# Learn OpenAI Whisper - Chapter 8
## Notebook 4: Synthetizing speech using a fine-tuned voice model

[![Open In Colab](https://colab.research.google.com/assets/colab-badge.svg)](https://colab.research.google.com/drive/1TxsyV259Aru5EWX9ebrREaW3IgpUT3eG)

This notebook complements the book [Learn OpenAI Whisper](https://a.co/d/1p5k4Tg).

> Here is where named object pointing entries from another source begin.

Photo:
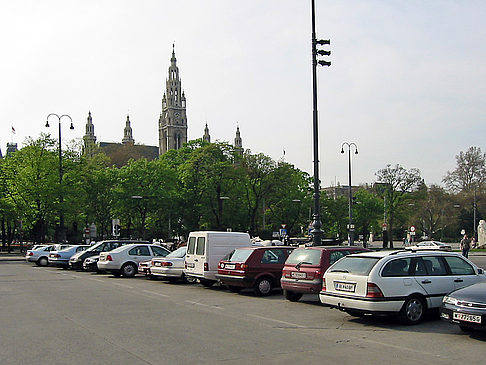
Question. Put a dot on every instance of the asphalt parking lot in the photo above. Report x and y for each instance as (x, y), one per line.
(56, 316)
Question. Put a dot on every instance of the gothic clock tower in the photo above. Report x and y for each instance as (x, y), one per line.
(173, 120)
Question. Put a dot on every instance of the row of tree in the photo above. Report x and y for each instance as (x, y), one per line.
(212, 186)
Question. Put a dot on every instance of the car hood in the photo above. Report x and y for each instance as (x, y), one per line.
(472, 293)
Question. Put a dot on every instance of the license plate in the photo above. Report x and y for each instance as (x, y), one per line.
(350, 287)
(298, 275)
(466, 317)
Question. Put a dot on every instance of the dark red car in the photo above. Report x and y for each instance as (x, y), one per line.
(304, 268)
(259, 268)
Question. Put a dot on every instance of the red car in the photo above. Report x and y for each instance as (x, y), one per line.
(259, 268)
(304, 268)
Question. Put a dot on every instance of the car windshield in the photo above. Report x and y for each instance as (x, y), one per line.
(240, 255)
(179, 253)
(305, 256)
(357, 265)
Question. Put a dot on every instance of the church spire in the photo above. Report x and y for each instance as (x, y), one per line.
(127, 133)
(238, 141)
(89, 139)
(206, 136)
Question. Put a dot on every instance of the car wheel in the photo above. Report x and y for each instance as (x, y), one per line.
(263, 286)
(234, 289)
(292, 296)
(413, 310)
(206, 283)
(129, 270)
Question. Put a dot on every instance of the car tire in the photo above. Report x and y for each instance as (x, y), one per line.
(413, 310)
(206, 283)
(263, 286)
(128, 270)
(292, 296)
(234, 288)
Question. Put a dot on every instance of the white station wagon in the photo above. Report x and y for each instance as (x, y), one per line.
(124, 260)
(406, 283)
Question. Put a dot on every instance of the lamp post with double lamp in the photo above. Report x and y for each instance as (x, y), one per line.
(61, 235)
(316, 224)
(351, 225)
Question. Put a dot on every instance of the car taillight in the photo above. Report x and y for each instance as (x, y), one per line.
(373, 291)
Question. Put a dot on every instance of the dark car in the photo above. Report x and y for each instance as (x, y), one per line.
(466, 307)
(259, 268)
(303, 270)
(76, 261)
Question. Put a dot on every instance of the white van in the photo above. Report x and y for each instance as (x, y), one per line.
(206, 248)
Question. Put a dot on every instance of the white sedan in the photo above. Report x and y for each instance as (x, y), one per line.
(124, 260)
(431, 245)
(170, 267)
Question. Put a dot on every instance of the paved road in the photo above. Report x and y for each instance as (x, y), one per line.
(55, 316)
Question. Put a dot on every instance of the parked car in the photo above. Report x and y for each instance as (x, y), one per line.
(206, 248)
(406, 283)
(77, 260)
(304, 268)
(259, 268)
(466, 307)
(124, 260)
(61, 257)
(40, 256)
(431, 245)
(170, 267)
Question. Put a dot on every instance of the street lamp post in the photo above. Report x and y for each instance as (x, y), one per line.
(351, 225)
(316, 225)
(61, 197)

This notebook is based on the [TorToiSe-TTS-Fast](https://github.com/152334H/tortoise-tts-fast) project, which drastically boost the performance of [TorToiSe](https://github.com/neonbjb/tortoise-tts), without modifying the base models.

After creating a fine-tuned voice model using [Notebook 3 of this chapter](https://colab.research.google.com/drive/1qKflIgjPFVDW3qLaL08CV-quth5MwcRd), we then load fine-tuned autoregressive model uring the parameter `--ar-checkpoint`, synthesize speech using the model, and play the generated audio.

```
./script/tortoise-tts.py --preset very_fast --ar-checkpoint /path/to/checkpoint.pth #...
```

## 1. Checking NVIDIA GPU:
We start by checking if an NVIDIA GPU is available using the `nvidia-smi` command. It prints the GPU information if connected, otherwise it indicates that no GPU is connected.

In [None]:
gpu_info = !nvidia-smi
gpu_info = '\n'.join(gpu_info)
if gpu_info.find('failed') >= 0:
  print('Not connected to a GPU')
else:
  print(gpu_info)

## 2. Checking Virtual Memory:
Next we check the available RAM using the `psutil` library. It prints the amount of available RAM in gigabytes and indicates if a high-RAM runtime is being used.

In [None]:
from psutil import virtual_memory
ram_gb = virtual_memory().total / 1e9
print('Your runtime has {:.1f} gigabytes of available RAM\n'.format(ram_gb))

if ram_gb < 20:
  print('Not using a high-RAM runtime')
else:
  print('You are using a high-RAM runtime!')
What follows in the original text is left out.